As Web-connected cars become the norm, some car manufacturers have been working to preempt the heightened risk of invasion. CNN Money reported last year that Ford, Toyota, and Tesla have all taken steps to safeguard systems.

Ford and Toyota have built protective firewalls built into their hardware and hired teams of hackers to hunt for weak spots. Toyota has also installed chips in cars’ computers to narrow communication and bolster safety.

Tesla has a "responsible disclosure" program that gives hackers incentives to disclose their findings with the company. Valasek also noted last year that Tesla sends its software updates wirelessly, meaning drivers do not need to bring their cars in to have it done on site.

The problem, CNN Money reported, is that all of the computers in a vehicle are connected, meaning a breach into one part of the car gives easy access to others – a problem that vehicle-to-vehicle communication systems and self-driving cars could exacerbate.

The government is taking steps as well.

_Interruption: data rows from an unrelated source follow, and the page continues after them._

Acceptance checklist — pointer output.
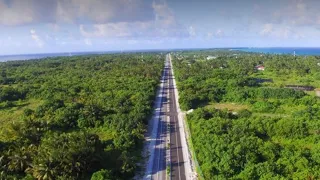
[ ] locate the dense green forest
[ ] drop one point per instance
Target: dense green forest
(246, 124)
(75, 117)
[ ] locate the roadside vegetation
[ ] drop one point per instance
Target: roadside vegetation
(246, 123)
(75, 117)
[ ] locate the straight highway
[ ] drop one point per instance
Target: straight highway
(166, 160)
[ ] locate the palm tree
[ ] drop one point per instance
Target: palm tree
(42, 172)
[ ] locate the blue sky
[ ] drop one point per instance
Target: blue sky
(43, 26)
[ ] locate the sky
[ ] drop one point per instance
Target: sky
(50, 26)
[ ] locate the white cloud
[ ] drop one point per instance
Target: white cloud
(219, 33)
(36, 38)
(164, 24)
(88, 42)
(17, 12)
(192, 31)
(209, 35)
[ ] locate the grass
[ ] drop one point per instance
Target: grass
(228, 106)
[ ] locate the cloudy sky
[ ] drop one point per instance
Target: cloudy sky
(42, 26)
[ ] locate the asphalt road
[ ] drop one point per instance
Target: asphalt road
(177, 161)
(167, 118)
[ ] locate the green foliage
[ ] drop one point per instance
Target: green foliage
(102, 175)
(90, 116)
(276, 137)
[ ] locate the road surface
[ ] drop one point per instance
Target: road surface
(165, 140)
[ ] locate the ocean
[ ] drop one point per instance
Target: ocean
(274, 50)
(5, 58)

Wired reported that Massachusetts Sen. Ed Markey (D) and Connecticut Sen. Richard Blumenthal (D) are introducing new legislation Tuesday to raise cybersecurity standards of cars sold in the United States.

Sen. Markey surveyed 16 car companies in February about how they handle digital security, and found that adequate security was the exception, not the rule. The bill, a spokesperson told Wired, would have the National Highway Traffic Safety Administration and the Federal Trade Commission set explicit standards regarding security and privacy, and require car manufacturers to display stickers on the windows of new cars indicating the vehicle’s privacy and security ranking.

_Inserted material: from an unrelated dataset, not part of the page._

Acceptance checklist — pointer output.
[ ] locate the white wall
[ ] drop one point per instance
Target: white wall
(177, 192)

"Drivers shouldn’t have to choose between being connected and being protected," Markey said in a statement. "Controlled demonstrations show how frightening it would be to have a hacker take over controls of a car. We need clear rules of the road that protect cars from hackers and American families from data trackers."

Valasek and Miller’s attack on the Jeep Cherokee echoes a 2011 study by the University of Washington’s Yoshi Kohno and UC San Diego’s Stefan Savage, in which they completed a wireless, remote takeover of a car, becoming the first to do so.

As a measure of consolation, Valasek told LiveScience last year that car hacking is prohibitively complicated and costly for most criminals – for now.

"Generally speaking, car hacking isn't mainstream. It's very difficult and costs lots of money," Valasek said. "That could change in the future, which is why we're working on the problem now."